The following is an adapted English translation of an episode of the podcast El Colectivo 506, “La onda expansiva inicia con los periodistas” (“The ripple effect starts with journalists”) recorded in Spanish in November 2023. Participants’ comments have been edited for clarity and brevity.
“I’m going to confess something I’ve never said before,” says Sharon.
“On the record or off the record?” I ask.
“On or off, it doesn’t matter!”
All the journalists on the Zoom call laugh. Reporters are like that. When we get together to talk openly about our work, jokes abound. But sometimes we laugh so as not to cry, because those of us who have stuck with our profession have seen many colleagues leave—and not just because of poor pay or layoffs. Journalists are also leaving because journalism is increasingly discredited, in Costa Rica and in many countries, and because the tasks we have to do to stay afloat sometimes take us far away from what attracted us to the field.

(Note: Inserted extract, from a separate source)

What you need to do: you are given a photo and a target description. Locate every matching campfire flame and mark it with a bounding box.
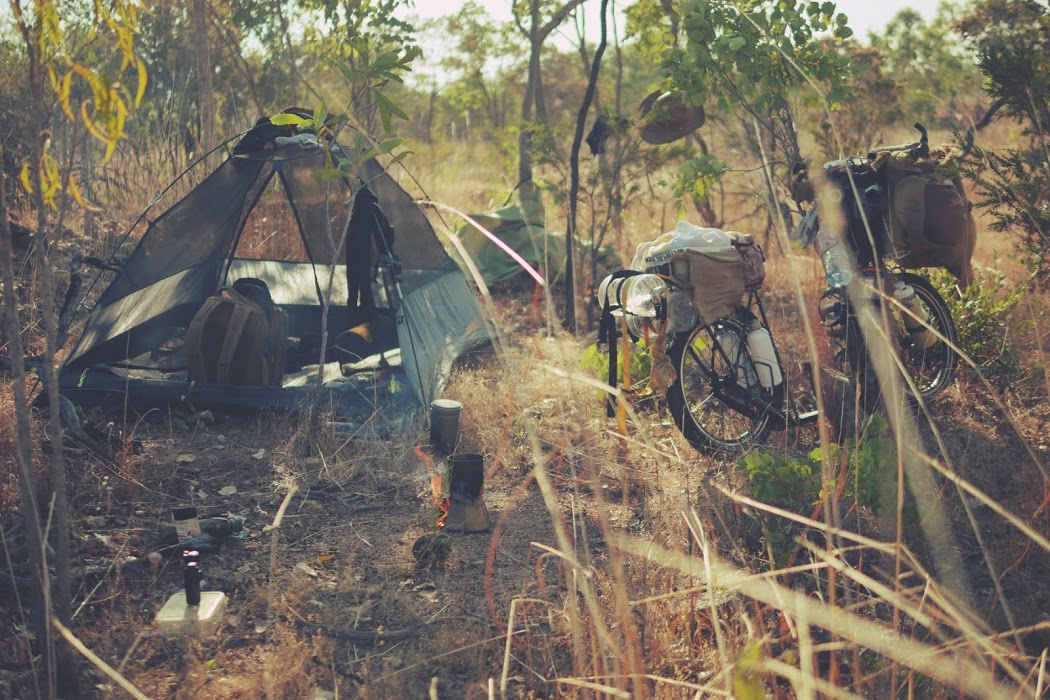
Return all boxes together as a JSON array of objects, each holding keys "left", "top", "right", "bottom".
[{"left": 415, "top": 445, "right": 448, "bottom": 528}]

Why does it matter? Because when journalists leave, journalism is weakened. We see the consequences of that weakening all around us, every day. The rise in fake news creates an increasingly toxic environment on social media. It affects the quality of public discourse and the people who go to the polls, armed with accurate information or not.

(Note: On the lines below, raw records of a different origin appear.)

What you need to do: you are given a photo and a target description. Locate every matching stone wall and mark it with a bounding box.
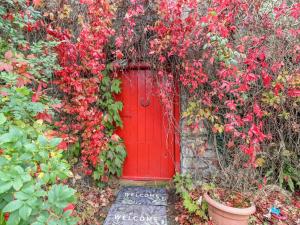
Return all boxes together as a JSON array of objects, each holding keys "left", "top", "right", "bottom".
[{"left": 180, "top": 90, "right": 218, "bottom": 181}]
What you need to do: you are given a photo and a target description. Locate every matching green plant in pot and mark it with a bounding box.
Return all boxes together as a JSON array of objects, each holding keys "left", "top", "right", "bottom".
[{"left": 204, "top": 188, "right": 256, "bottom": 225}]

That’s why, at El Colectivo 506, we have come to the conclusion that if we want to understand the impact of solutions journalism, we must start with the impact it has on the people who practice it. Today on our podcast, we are talking to three journalists who, just like us, did solutions journalism for the first time at El Colectivo 506 over the past three years. What happened to them after reporting with the lens of solutions journalism? Was it worth it? Are they still doing it? What else has changed and why? And could it be that the experience affected them beyond the way they do their reporting?
Meet Sharon, Esteban, and Mayela
One of these journalists took a boat to travel to the island that once housed Costa Rica’s most infamous penitentiary, but is now a national park. Another spent hours— many hours!—trying to understand why a dam that would change the life of his community has not been built. Another spoke with various people throughout Talamanca, visited corners of the Osa Peninsula, and offices of government entities, to learn about the power of organized communities.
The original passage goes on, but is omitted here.